De retour de résidence à la Casa de Velazquez à Madrid Anaïs Boudot inaugure avec « La noche oscura » sa première exposition monographique à la galerie Binôme. Trois ensembles emprunts de la même préciosité constituent cet accrochage d’une grande exigence. De denses tirages noir et blanc traquent de nuit lieux de passages et architectures. Des tirages sur verre avec une dominante dorée donnent une image exaltée de la nature. Des pierres recueillies sur le chemin ayant subi un traitement photographique de type primitif arborent un bleu intense.
Dans tout son travail depuis sa série Exuvies les images d’Anaïs Boudot illustrent un rapport au monde visible lié à la fragilité de nos perceptions. Elle a ainsi toujours testé la résistance des images pour explorer espaces naturels et frontières intimes. Dans les villes espagnoles qu’elle a parcouru elle est partie sur les traces de Thérèse d’Avila et de Jean de la Croix. L’errance sur ces chemins d’une quête spirituelle lui permet de suspendre des visions nouvelles sur des éléments architecturaux que l’ambiance nocturne fragmente.
La prise de vue s’appuie sur le façonnage des formes qu’opère la lumière naturelle, accentuant l’ambiguïté entre positif et négatif. Un second temps de travail s’effectue dans l’atelier , un retour s’y mène du numérique vers l’argentique, et pour contrecarrer les effets de surface trop peu signifiants l’artiste recourt à des procédés anciens. Un dernier temps de mise à vue exploite les formes d’exposition (ou de publication) qui restituent une expérience visuelle en 3D.
Les passages d’un genre à l’autre, d’une espèce à l’autre déclinent un jeu
où feuille, caillou et pierre participent d’un même destin celui de construire pour célébrer une spiritualité dont la quête reste permanente. Les volumes bleus de l’Empyrée deviennent de virtuelles photos 3D de la lumière crue d’Espagne. Anaïs aime se rappeler que le cyanotype dont elle imprègne ses pierres glanées sur les chemins a d’abord été une technique utilisée pour les relevés d’architecte. Elle ressoude la destination de cette technique avec le devenir de ces pierres, si ce n’est qu’il n’est plus aujourd’hui de temple à bâtir.

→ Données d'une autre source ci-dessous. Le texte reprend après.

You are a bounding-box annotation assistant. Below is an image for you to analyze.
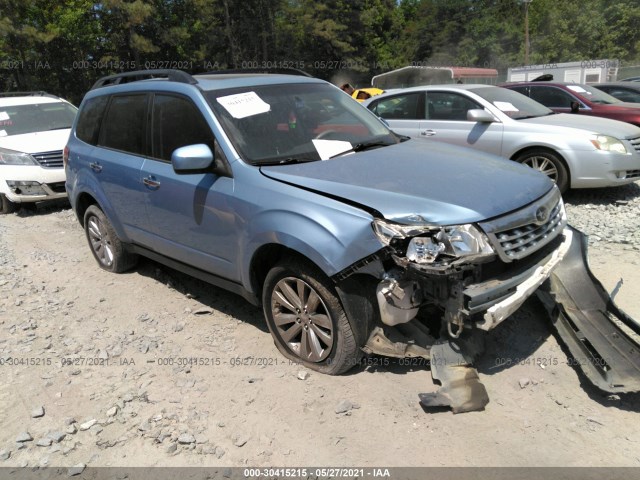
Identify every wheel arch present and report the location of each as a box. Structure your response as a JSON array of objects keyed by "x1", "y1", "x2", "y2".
[{"x1": 509, "y1": 145, "x2": 571, "y2": 188}]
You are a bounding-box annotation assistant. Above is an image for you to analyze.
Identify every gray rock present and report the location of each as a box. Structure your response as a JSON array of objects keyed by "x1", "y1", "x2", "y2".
[
  {"x1": 233, "y1": 433, "x2": 251, "y2": 448},
  {"x1": 16, "y1": 432, "x2": 33, "y2": 443},
  {"x1": 47, "y1": 431, "x2": 67, "y2": 443},
  {"x1": 31, "y1": 406, "x2": 44, "y2": 418},
  {"x1": 518, "y1": 378, "x2": 531, "y2": 388},
  {"x1": 80, "y1": 418, "x2": 98, "y2": 431},
  {"x1": 178, "y1": 433, "x2": 196, "y2": 445},
  {"x1": 67, "y1": 463, "x2": 87, "y2": 477},
  {"x1": 165, "y1": 443, "x2": 178, "y2": 453},
  {"x1": 335, "y1": 400, "x2": 353, "y2": 414}
]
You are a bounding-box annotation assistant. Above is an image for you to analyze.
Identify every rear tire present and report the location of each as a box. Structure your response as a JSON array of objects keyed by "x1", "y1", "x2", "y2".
[
  {"x1": 84, "y1": 205, "x2": 138, "y2": 273},
  {"x1": 0, "y1": 193, "x2": 20, "y2": 215},
  {"x1": 262, "y1": 259, "x2": 361, "y2": 375},
  {"x1": 515, "y1": 149, "x2": 569, "y2": 193}
]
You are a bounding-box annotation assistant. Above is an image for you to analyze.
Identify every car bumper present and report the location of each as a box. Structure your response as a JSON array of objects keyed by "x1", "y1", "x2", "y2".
[
  {"x1": 472, "y1": 227, "x2": 573, "y2": 330},
  {"x1": 0, "y1": 165, "x2": 67, "y2": 203}
]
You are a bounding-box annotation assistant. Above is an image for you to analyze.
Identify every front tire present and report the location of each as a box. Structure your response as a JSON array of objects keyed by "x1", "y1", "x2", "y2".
[
  {"x1": 0, "y1": 193, "x2": 20, "y2": 215},
  {"x1": 515, "y1": 149, "x2": 569, "y2": 193},
  {"x1": 84, "y1": 205, "x2": 138, "y2": 273},
  {"x1": 262, "y1": 260, "x2": 361, "y2": 375}
]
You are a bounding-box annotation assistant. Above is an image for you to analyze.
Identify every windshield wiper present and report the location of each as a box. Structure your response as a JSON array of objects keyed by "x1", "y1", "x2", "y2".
[
  {"x1": 329, "y1": 140, "x2": 395, "y2": 160},
  {"x1": 256, "y1": 157, "x2": 318, "y2": 167}
]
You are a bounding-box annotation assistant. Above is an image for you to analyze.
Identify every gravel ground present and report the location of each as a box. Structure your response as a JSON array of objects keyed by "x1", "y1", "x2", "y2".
[
  {"x1": 565, "y1": 182, "x2": 640, "y2": 250},
  {"x1": 0, "y1": 184, "x2": 640, "y2": 476}
]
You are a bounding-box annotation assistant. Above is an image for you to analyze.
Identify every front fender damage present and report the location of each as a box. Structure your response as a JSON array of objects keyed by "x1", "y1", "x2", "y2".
[{"x1": 334, "y1": 226, "x2": 640, "y2": 413}]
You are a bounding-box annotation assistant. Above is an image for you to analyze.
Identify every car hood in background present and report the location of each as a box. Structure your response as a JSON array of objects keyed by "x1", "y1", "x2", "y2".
[
  {"x1": 261, "y1": 140, "x2": 552, "y2": 225},
  {"x1": 0, "y1": 128, "x2": 71, "y2": 153},
  {"x1": 518, "y1": 113, "x2": 640, "y2": 138}
]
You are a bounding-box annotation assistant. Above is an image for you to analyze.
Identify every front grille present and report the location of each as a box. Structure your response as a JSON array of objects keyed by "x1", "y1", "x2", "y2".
[
  {"x1": 496, "y1": 202, "x2": 564, "y2": 260},
  {"x1": 31, "y1": 150, "x2": 63, "y2": 168},
  {"x1": 47, "y1": 182, "x2": 66, "y2": 193},
  {"x1": 480, "y1": 188, "x2": 567, "y2": 262}
]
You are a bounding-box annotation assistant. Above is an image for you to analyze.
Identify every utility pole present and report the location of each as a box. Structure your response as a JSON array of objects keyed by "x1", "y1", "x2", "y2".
[{"x1": 523, "y1": 0, "x2": 533, "y2": 65}]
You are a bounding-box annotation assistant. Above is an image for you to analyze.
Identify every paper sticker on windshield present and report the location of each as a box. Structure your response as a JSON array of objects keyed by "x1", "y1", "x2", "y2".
[
  {"x1": 312, "y1": 139, "x2": 353, "y2": 160},
  {"x1": 493, "y1": 102, "x2": 520, "y2": 112},
  {"x1": 567, "y1": 85, "x2": 589, "y2": 93},
  {"x1": 217, "y1": 92, "x2": 271, "y2": 118}
]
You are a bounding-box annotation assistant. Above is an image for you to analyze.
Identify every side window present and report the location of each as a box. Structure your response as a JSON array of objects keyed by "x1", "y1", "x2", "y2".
[
  {"x1": 76, "y1": 95, "x2": 109, "y2": 145},
  {"x1": 427, "y1": 92, "x2": 482, "y2": 121},
  {"x1": 598, "y1": 87, "x2": 640, "y2": 103},
  {"x1": 98, "y1": 94, "x2": 148, "y2": 155},
  {"x1": 152, "y1": 94, "x2": 215, "y2": 161},
  {"x1": 531, "y1": 86, "x2": 582, "y2": 108},
  {"x1": 509, "y1": 86, "x2": 529, "y2": 97},
  {"x1": 373, "y1": 92, "x2": 424, "y2": 120}
]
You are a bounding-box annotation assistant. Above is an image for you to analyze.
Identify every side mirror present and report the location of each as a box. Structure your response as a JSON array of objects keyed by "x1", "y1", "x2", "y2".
[
  {"x1": 171, "y1": 143, "x2": 213, "y2": 173},
  {"x1": 467, "y1": 108, "x2": 496, "y2": 123}
]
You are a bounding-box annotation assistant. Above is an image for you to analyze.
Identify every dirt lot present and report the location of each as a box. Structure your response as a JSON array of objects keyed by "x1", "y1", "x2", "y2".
[{"x1": 0, "y1": 194, "x2": 640, "y2": 467}]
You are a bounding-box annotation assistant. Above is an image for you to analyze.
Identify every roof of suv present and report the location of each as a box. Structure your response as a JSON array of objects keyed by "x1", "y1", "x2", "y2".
[
  {"x1": 91, "y1": 69, "x2": 326, "y2": 91},
  {"x1": 0, "y1": 92, "x2": 65, "y2": 107}
]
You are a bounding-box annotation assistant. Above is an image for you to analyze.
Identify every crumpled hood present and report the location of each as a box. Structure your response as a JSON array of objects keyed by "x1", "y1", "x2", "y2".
[
  {"x1": 518, "y1": 113, "x2": 640, "y2": 139},
  {"x1": 261, "y1": 140, "x2": 552, "y2": 225},
  {"x1": 0, "y1": 128, "x2": 71, "y2": 153}
]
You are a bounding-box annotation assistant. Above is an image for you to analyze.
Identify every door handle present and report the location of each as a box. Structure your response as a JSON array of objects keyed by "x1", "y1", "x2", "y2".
[{"x1": 142, "y1": 176, "x2": 160, "y2": 189}]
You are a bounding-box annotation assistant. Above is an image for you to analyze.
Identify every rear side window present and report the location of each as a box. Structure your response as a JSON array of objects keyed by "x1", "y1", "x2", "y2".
[
  {"x1": 152, "y1": 94, "x2": 215, "y2": 161},
  {"x1": 98, "y1": 94, "x2": 147, "y2": 155},
  {"x1": 76, "y1": 96, "x2": 109, "y2": 145},
  {"x1": 531, "y1": 87, "x2": 576, "y2": 108},
  {"x1": 371, "y1": 92, "x2": 424, "y2": 120}
]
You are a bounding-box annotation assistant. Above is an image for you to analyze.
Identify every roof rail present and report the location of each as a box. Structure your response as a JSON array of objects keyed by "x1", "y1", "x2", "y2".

Son usage de différentes techniques autant que l’utilisation de divers supports ne se situent pas dans une visée nostalgique. Contrairement à ses prédécesseurs des générations précédentes elle ne se veut pas préoccupée d’histoire du médium, on pourrait qualifier son action de post-pictorialiste. Elle appartient de fait à ces chercheurs de la photographie expérimentale que Marc Lenot nous décrit « en lutte contre les appareils ».
Elle s’en donne toutes les libertés : ainsi à la suavité des papiers jet d’encre Hahnemühle elle appose la couche protectrice d’un verre anti-reflet. Aux images argentiques réhaussées d’or elle donne la transparence d’un cliché verre. Dans la logique de construction de son œuvre, elle n’oublie pas avoir titré son exposition à la galerie des Bains Révélateurs Les fêlures. Pour en continuer de célébrer l’aventure elle réadapte à ces supports fragiles la technique japonaise de la jointure en or qui soulignait d’un trait
la réparation des porcelaines et céramiques brisées.
L’ensemble de ces œuvres denses travaillent à ciel ouvert au cheminement nocturne qui tente de dresser les murs virtuels d’un temple d’aujourd’hui aux variations noir, or et bleu. Dans ce temple éclairé par « les éclats de la lune morte » nous interrogeons autant la nature que les constructions humaines et leur devenir.